Thursday, August 1, 2013

A Brief History of NSA Eavesdropping

Looking back, the NSA and its predecessors have been gaining secret, illegal access to the communications of Americans for nearly a century. On July 1, 1920, a slim balding man in his early thirties moved into a four-story townhouse at 141 East 37th Street in Manhattan. This was the birth of the Black Chamber, the NSA’s earliest predecessor, and it would be hidden in the nondescript brownstone. But its chief, Herbert O. Yardley, had a problem. To gather intelligence for Woodrow Wilson’s government, he needed access to the telegrams entering, leaving, and passing through the country, but because of an early version of the Radio Communications Act, such access was illegal. With the shake of a hand, however, Yardley convinced Newcomb Carlton, the president of Western Union, to grant the Black Chamber secret access on a daily basis to the private messages passing over his wires—the Internet of the day.

[...]

While [today’s NSA program] UPSTREAM captures most of the telecommunications—about 80 percent according to [former NSA employee William] Binney—there are still gaps in the coverage. That is where the PRISM program comes in. With PRISM, the NSA is able to go directly to the communications industry, including the major Internet companies, to get whatever they miss from UPSTREAM. According to the top secret inspector general’s report, the “NSA maintains relationships with over 100 US companies,” adding that the US has the “home field advantage as the primary hub for worldwide telecommunications.”

[...]

In the end, both UPSTREAM and PRISM may be only the tips of a much larger system.
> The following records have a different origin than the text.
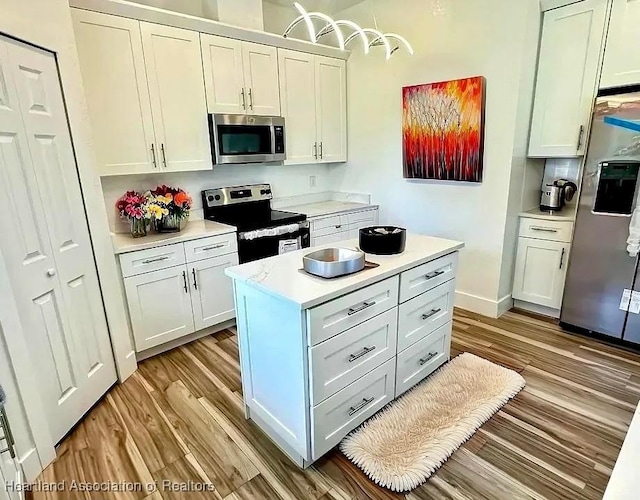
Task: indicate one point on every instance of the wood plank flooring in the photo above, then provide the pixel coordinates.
(180, 419)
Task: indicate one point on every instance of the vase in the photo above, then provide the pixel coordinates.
(138, 228)
(169, 224)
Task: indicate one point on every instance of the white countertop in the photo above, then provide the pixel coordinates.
(567, 214)
(124, 242)
(328, 208)
(282, 276)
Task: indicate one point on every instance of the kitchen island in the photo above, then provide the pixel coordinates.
(318, 357)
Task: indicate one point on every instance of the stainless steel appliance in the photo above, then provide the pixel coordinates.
(602, 292)
(246, 139)
(555, 195)
(262, 232)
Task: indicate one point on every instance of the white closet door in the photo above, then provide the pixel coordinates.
(297, 96)
(115, 85)
(222, 62)
(261, 79)
(49, 254)
(331, 109)
(178, 104)
(212, 291)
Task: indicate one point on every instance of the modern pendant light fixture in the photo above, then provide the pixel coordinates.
(377, 39)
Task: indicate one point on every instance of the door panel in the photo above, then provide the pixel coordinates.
(159, 306)
(178, 104)
(331, 109)
(297, 93)
(212, 291)
(115, 85)
(260, 64)
(223, 74)
(50, 257)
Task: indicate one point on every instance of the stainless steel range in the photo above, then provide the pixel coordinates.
(262, 231)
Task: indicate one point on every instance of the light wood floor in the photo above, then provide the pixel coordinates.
(180, 418)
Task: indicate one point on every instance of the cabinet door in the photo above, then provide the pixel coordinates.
(159, 306)
(222, 62)
(115, 85)
(261, 79)
(541, 268)
(212, 291)
(622, 53)
(566, 80)
(331, 109)
(178, 105)
(297, 96)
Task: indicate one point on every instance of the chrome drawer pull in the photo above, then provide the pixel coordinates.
(364, 352)
(434, 274)
(431, 313)
(428, 358)
(353, 310)
(206, 249)
(360, 406)
(151, 261)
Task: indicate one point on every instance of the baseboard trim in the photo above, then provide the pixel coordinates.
(482, 305)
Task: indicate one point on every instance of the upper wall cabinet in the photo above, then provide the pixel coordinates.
(566, 82)
(241, 77)
(144, 86)
(622, 53)
(313, 94)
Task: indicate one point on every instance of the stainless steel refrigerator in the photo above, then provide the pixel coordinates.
(603, 281)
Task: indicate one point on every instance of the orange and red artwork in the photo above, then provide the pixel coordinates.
(442, 130)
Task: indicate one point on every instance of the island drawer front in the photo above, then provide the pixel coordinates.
(329, 225)
(339, 361)
(424, 314)
(213, 246)
(422, 358)
(338, 315)
(427, 276)
(334, 418)
(154, 259)
(546, 229)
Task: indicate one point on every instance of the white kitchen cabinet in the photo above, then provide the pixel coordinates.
(240, 77)
(144, 85)
(313, 97)
(541, 268)
(211, 293)
(159, 306)
(566, 83)
(621, 64)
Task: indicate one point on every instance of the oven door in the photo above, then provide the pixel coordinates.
(246, 139)
(262, 243)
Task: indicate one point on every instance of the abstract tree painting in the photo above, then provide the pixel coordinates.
(442, 130)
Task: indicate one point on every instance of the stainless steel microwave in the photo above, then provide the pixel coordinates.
(246, 139)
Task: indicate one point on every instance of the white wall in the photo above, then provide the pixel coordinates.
(473, 37)
(285, 180)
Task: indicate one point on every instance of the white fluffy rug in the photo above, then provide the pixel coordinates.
(401, 446)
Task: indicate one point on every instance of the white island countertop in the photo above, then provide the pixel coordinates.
(194, 230)
(282, 276)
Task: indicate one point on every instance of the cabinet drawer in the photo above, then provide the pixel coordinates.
(424, 314)
(213, 246)
(422, 358)
(427, 276)
(153, 259)
(546, 229)
(329, 319)
(329, 225)
(341, 413)
(337, 362)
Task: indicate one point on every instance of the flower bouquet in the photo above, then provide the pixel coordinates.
(132, 206)
(169, 206)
Another new document released by Snowden says that on New Year’s Eve, 2012, SHELLTRUMPET, a metadata program targeting international communications, had just “processed its One Trillionth metadata record.” Started five years ago, it noted that half of that trillion was added in 2012. It also noted that two more new programs, MOONLIGHTPATH and SPINNERET, “are planned to be added by September 2013.”

  New York Review of Books
This is a nicely-written article on the eavesdropping programs of the NSA since its inception, and the government’s lies to Congress and public about those programs (or even the existence of them).

Tucked within it is this:
For years, the agency also had a nationwide bulk e-mail and Internet metadata collection and storage program, although that was ended in 2011 for “operational and resource reasons,” according to the director of national intelligence.

But according to a joint statement issued on July 2 by senators Ron Wyden and Mark Udall, the real reason the program was shut down was that the NSA was “unable” to prove the usefulness of the operation. “We were very concerned about this program’s impact on Americans’ civil liberties and privacy rights,” they said, “and we spent a significant portion of 2011 pressing intelligence officials to provide evidence of its effectiveness. They were unable to do so, and the program was shut down that year.”
I never ever believe it when the government says they’ve shut down a nefarious program. What they’ve always done is rework it. They may have stopped injecting poor black men suffering from syphilis with placebos so they could study the course of the disease (sure), but you can bet they’re doing something just as unethical in every field of science, and periodically, we get wind of it. And they certainly didn’t stop their “Total Awareness” operation, even though they were forced to “shut down” the official TIA program.